Industrie
Daimler-Chrysler-Manager: Sind nicht in Insiderhandel verwickelt

Zwei Daimler-Chrysler-Manager haben energisch bestritten, in einen verbotenen Insiderhandel mit Aktien des Stuttgarter Autokonzerns verwickelt zu sein.

dpa-afx STUTTGART. Zwei Daimler-Chrysler-Manager haben energisch bestritten, in einen verbotenen Insiderhandel mit Aktien des Stuttgarter Autokonzerns verwickelt zu sein. "Ich habe mit den Anschuldigungen nichts zu tun", sagte Vorstandsmitglied Rüdiger Grube mit Blick auf entsprechende Ermittlungen der Staatsanwaltschaft Stuttgart am Samstag der dpa. Der Kommunikationschef des Unternehmens, Hartmut Schick, sagte zu den Vorwürfen: "Das sind von wem auch immer frei erfundene Verleumdungen, gegen die ich mit allen rechtlichen Mitteln vorgehen werde." Sie hätten in eidesstattlichen Erklärungen ihre Unschuld betont.
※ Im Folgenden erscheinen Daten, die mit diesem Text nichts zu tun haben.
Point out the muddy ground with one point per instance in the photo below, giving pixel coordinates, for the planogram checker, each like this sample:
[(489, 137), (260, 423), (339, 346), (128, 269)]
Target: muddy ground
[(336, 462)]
Es geht bei den Ermittlungen um mögliche Kursmanipulationen und Insiderhandel mit Daimler-Chrysler-Aktien im Zusammenhang mit der Rücktrittsankündigung von Konzernchef Jürgen Schrempp am 28. Juli. Danach hatte der Kurs um mehr als zehn Prozent zugelegt. Es bestehe der Verdacht, dass der zu erwartende Abgang von Schrempp "bereits im Vorfeld der wertpapierlich vorgeschriebenen ad-hoc-Meldung unberechtigt an Dritte weitergegeben wurde", hieß es in einer Mitteilung der Stuttgarter Staatsanwaltschaft.

Grube versicherte, er habe weder selbst noch über dritte Aktien des Autokonzerns vor der Rücktrittsankündigung von Schrempp gekauft. Er habe zuletzt am 16. Juni 2000 Aktien von Daimler-Chrysler gekauft und am 3. Juli 2001 verkauft - zu dieser Zeit sei er nicht im Konzern beschäftigt gewesen. Schick sagte der dpa: "Ich haben in den letzten 15 Jahren keine einzige Aktie gekauft." Beide bestätigten, dass die Staatsanwaltschaft am vergangenen Donnerstag ihre Wohnungen und Büros durchsucht hatte. Beide Manager haben Anzeige gegen Unbekannt wegen der Verbreitung von Falschaussagen erstattet. Nach Worten eines Konzernsprechers will Daimler-Chrysler weitere rechtliche Schritte einleiten, sobald man Akteneinsicht erhalten habe.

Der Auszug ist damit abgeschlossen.